The two Italians looked at me and shrugged both their shoulders. "It is a little crooked."
It took a few moments for them to think about it. "It was getting dark," was their only answer. Everyone in the neighbourhood could see that we were the first to get a chimney for a wood stove. I couldn't fire them exactly. They were friends of a neighbour who was also Italian and they were doing the work for "almost nothing." And, well the Italian neighbour saved me from the plague during the basement building by bringing over homemade Italian dandelion wine. "Put it on the stove and warm it up and drink the whole bottle. You will sweat a little and in the morning you will be just fine. No more cold."

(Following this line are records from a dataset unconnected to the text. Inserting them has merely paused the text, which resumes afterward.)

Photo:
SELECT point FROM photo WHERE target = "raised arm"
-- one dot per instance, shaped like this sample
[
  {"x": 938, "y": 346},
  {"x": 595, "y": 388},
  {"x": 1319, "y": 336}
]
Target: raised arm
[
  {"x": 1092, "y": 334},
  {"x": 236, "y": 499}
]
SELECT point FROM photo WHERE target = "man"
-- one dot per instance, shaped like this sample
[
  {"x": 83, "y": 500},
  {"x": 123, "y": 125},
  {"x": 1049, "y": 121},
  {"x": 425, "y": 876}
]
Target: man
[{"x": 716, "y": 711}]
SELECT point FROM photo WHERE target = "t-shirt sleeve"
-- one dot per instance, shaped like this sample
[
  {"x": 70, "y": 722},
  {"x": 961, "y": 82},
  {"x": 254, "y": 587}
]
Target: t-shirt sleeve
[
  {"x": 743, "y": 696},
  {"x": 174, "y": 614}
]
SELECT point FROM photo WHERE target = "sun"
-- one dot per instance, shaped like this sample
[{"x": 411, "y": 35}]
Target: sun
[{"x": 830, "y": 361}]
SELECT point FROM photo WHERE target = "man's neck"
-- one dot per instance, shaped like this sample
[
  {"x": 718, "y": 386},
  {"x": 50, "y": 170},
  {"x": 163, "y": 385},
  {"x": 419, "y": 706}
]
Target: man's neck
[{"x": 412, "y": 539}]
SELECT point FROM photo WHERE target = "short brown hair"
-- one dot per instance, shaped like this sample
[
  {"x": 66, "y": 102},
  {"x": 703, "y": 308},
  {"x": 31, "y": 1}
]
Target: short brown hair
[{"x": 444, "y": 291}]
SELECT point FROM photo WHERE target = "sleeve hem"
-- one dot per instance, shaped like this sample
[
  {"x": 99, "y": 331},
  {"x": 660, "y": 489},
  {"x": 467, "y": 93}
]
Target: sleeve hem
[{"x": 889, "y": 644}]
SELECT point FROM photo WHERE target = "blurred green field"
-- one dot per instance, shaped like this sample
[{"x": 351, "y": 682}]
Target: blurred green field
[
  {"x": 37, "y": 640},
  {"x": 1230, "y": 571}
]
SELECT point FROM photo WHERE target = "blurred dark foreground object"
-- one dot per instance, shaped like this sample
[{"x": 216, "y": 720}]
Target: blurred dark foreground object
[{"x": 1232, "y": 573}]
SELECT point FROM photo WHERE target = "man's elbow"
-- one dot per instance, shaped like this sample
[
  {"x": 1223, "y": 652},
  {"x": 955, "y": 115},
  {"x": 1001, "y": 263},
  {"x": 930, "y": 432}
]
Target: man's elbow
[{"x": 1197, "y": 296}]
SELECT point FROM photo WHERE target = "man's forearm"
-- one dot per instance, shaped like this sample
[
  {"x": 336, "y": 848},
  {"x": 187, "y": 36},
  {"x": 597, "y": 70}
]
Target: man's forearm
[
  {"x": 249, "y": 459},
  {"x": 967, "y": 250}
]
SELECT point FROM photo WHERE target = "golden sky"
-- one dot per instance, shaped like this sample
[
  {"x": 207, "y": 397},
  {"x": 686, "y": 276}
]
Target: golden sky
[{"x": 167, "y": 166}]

"I will be just fine and no more cold."
"I take this with me when I go to get wood in the winter and I tell you this stuff really works."
"It really works?"
The cold got worse and I was in bed for several days.
"Hey!" I screamed over to Joe, "it didn't work."
"Hey!" He screamed back. "I didn't tell you to boil the alcohol out of it. I said to warm the wine."
So, there I was with my broken tooth and the sniffles. Then, I heard this sound of bottles falling from shelves one after another. Peering into the laundry room we had built by ourselves in the basement I observe all of the pickle juice making a bead towards the drain. "Hey honey, those shelves you built me came unloose."
All that money down the drain. All that money buying bottles and going, not to a grocery store, no I had to drive all the way to Ridgetown to get the best vegetables ever, gone to waste. And, I so really wanted to be a pickle maker.
"These peaches are really good."
"I froze them."
No more pickle jars for me. I was going to modern myself a little.
"Honey, why are the lights off?"
And, that was me building something by myself with and without Dennis who really needs a hug at the end of the day. His life is just not worth leaving if he can't have the stress.
If he is to be somewhere at seven. He leaves the house at seven.
And, it's like he has to have it.
And, things just never work out for him like it should and it should because "God is on our side."
So, he will be the one looked over, he will be the one who loses the luggage and he will be the one that the insects attract.
"Honey, come and sit by the fire. Isn't this nice. I put green wood on the fire."
"There is so much smoke."
"Well, smoke is good. Smoke will keep the mosquitos away."
He didn't believe me because the mosquitos flew right by me, through the smoke, right to him.
"Well, there not suppose to fly through the smoke. I don't know why they like you so much. They never bother me. It must be your blood."
Which brings us to blood. "Honey, Carrie is RH negetative."
"Yeah, so what?"
"Well, we both can't be RH positive and Carrie RH negative."
And, Ryan, and Grant and Taylor."
"O negative...is that like Aztec blood factor?"
Dr. Pezzutto wasn't sure. He wasn't a O negative specialist.
But truth be told aboriginals are indeed O negative...I think.
So, we built a basement in a modest $24,000 home on a one income budget. Saw the interest rates fly up to almost 25%, sold it at a loss at $36,000, rebought at $57,000 at 14% and eventually we gave up on having a small modest house of our own. Not exactly like the King and I. "And, all I ever wanted was just a small home I could call my own.